Stanford OnlineStanford CS230 | Autumn 2025 | Lecture 5: Deep Reinforcement Learning
CHAPTERS
Why CS230 switches to Deep Reinforcement Learning (and where RLHF fits)
The lecture opens by motivating the topic swap: interpretability/visualization is postponed, and deep reinforcement learning (DRL) is introduced as the “marriage” of deep learning and reinforcement learning. The second half preview frames Reinforcement Learning from Human Feedback (RLHF) as a key step behind the jump from GPT-2–like models to ChatGPT-style alignment.
Big wins that popularized reinforcement learning: Atari, AlphaGo, multi-agent games, RLHF
The instructor surveys landmark results that drove RL adoption: DeepMind’s Atari DQN, AlphaGo, and later complex multi-agent environments like Dota/StarCraft. The chapter connects these successes to RLHF as a more recent reinforcement-learning application in language models.
Why supervised learning struggles with Go: missing states, missing strategy, and ill-defined ground truth
Using Go as a case study, the lecture contrasts supervised learning (“teach by example”) with RL (“teach by experience”). It highlights why imitation-only approaches break down: the state space is enormous, labels are ambiguous, and single-step predictions miss long-term strategy.
Core RL vocabulary: agent, environment, state vs observation, rewards, transitions
The lecture formalizes the RL setup: an agent acts in an environment, observes rewards and observations, and induces state transitions over time. It clarifies why “observation” can differ from “state” (partial observability), using examples like fog-of-war in strategy games.
Toy RL environment: “Recycling is Good” and the idea of episodes/terminal states
A 5-state environment illustrates RL mechanics, reward shaping, and terminal states. The “garbage collector in 3 minutes” rule is added to prevent degenerate looping for small rewards and to enforce finite-horizon planning.
Discounted return and optimal strategy under different gamma values
The lecture defines return as a discounted sum of rewards and interprets discounting as time preference (money now vs later, robot energy). Students compute the best strategy when gamma=1 and then consider gamma=0.9, illustrating how discounting changes effective value.
Q-tables, backtracking, and the Bellman optimality equation
A Q-table is introduced as a complete solution: it stores the value of each action in each state. The lecture computes Q-values by backtracking through a tree of possible moves, then generalizes the logic into the Bellman optimality equation and defines the policy as argmax over Q.
Why tabular Q-learning breaks—and how Deep Q-Networks (DQN) replace the table
The lecture explains why Q-tables become infeasible in large state/action spaces (e.g., Go). Deep Q-learning replaces the table with a neural network approximator, outputting Q-values for each action given a state, enabling generalization and tractability.
Training DQN using bootstrapped targets from the Bellman equation (two forward passes)
The lecture derives the DQN loss by constructing a target from observed reward plus discounted max future Q, using the network itself to estimate the future term. It emphasizes the bootstrapping nature of learning (targets improve as the network improves) and notes practical simplifications like treating the target as fixed during backprop.

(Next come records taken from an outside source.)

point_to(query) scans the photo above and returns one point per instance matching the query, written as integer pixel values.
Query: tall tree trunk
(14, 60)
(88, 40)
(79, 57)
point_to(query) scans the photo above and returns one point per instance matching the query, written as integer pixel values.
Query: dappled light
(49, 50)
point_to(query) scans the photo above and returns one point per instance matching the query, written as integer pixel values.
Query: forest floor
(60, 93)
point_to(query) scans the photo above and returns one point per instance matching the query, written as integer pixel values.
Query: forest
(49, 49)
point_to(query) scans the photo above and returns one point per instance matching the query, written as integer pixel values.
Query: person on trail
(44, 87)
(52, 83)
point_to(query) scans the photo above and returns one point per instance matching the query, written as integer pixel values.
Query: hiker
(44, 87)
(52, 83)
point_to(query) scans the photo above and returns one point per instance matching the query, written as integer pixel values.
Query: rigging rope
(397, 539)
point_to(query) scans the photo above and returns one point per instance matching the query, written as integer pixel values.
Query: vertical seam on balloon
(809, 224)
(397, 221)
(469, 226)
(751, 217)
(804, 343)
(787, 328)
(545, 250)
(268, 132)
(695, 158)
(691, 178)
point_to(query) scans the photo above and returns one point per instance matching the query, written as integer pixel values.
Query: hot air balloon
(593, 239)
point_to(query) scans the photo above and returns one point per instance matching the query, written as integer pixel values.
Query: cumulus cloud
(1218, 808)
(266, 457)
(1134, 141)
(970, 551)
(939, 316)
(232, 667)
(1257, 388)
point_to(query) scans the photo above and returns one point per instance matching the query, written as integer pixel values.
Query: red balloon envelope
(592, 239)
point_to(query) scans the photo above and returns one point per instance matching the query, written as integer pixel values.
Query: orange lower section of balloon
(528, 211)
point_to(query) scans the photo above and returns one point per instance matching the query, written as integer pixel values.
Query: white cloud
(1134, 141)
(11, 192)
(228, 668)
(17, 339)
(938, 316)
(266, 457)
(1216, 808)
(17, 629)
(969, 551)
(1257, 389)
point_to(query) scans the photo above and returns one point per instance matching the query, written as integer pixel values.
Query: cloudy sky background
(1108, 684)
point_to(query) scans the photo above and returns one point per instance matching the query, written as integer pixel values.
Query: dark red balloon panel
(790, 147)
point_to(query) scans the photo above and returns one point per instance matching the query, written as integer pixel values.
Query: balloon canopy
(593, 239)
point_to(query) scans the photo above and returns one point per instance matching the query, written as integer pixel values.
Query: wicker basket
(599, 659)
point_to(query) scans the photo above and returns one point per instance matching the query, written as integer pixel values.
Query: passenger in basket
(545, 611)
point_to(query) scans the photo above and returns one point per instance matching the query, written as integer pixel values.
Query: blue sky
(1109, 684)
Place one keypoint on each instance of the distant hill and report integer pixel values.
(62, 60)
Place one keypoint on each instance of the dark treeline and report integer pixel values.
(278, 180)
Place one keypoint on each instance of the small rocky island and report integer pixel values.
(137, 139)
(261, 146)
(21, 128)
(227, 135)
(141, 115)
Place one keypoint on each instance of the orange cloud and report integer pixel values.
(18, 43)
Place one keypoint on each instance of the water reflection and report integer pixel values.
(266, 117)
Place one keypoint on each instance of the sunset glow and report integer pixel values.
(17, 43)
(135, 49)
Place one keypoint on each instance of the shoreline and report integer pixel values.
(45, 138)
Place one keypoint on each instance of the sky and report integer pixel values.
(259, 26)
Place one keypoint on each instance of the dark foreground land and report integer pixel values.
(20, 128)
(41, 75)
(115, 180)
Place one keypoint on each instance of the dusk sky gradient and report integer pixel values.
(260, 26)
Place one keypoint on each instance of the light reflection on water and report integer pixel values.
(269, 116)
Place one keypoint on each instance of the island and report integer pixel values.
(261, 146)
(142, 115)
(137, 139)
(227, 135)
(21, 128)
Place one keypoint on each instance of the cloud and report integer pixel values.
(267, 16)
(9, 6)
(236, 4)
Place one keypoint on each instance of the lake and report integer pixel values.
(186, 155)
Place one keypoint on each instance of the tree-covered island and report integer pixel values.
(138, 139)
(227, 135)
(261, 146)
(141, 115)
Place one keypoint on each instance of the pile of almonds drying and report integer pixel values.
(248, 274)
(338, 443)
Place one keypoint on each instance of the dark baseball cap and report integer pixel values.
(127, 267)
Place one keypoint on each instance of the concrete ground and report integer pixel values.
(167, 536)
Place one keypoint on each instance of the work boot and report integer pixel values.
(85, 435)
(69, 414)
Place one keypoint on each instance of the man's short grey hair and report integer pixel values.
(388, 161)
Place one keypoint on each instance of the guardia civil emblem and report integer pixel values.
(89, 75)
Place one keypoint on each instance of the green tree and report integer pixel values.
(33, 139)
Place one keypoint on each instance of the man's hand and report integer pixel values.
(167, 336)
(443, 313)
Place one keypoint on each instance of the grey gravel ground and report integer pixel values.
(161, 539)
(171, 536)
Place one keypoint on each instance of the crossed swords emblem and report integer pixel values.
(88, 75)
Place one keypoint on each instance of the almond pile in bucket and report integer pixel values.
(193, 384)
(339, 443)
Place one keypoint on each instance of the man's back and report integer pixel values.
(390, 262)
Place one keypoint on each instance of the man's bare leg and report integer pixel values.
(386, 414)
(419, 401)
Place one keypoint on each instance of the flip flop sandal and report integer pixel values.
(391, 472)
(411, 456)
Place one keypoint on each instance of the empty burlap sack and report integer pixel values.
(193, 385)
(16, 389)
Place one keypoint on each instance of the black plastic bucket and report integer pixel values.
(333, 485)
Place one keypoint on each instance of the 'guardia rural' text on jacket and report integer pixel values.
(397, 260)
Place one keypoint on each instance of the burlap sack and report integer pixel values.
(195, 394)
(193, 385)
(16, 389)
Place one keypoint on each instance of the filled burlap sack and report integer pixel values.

Breakout as a concrete DQN example: inputs/outputs, preprocessing, and CNN architecture
Breakout is used to ground the abstractions: states are game frames, actions are left/right/idle, and rewards correspond to game outcomes. The chapter covers practical input engineering—cropping score regions, grayscale, resizing—and the crucial need for frame history to infer motion; a CNN is used to process pixels.
Stabilizing and improving learning: terminal handling, experience replay, and epsilon-greedy exploration
The lecture introduces training “tricks” that made RL practical: correctly handling terminal states in targets, experience replay to reduce correlation and reuse data, and epsilon-greedy exploration to avoid local optima. These ideas address instability, inefficiency, and getting stuck when greedy behavior never discovers high-reward paths.
Beyond DQN: sparse rewards, imitation learning intuition, PPO and self-play
The lecture briefly surveys harder settings and modern algorithms. Montezuma’s Revenge illustrates sparse/delayed rewards and the need for better priors (imitation learning/human intuition). It then contrasts value-based DQN with policy-based PPO, highlighting continuous actions and showing examples like locomotion, sumo self-play, and multi-agent games.
RLHF for language models: from next-token prediction to supervised fine-tuning, reward models, and preference optimization
The final segment reframes RL in the LLM context: pretraining optimizes next-token prediction but doesn’t ensure helpfulness or alignment. Supervised fine-tuning (SFT) teaches imitation using human prompt-response data, then a reward model is trained on human preference rankings; RL then optimizes the language model to maximize reward, yielding RLHF-aligned behavior.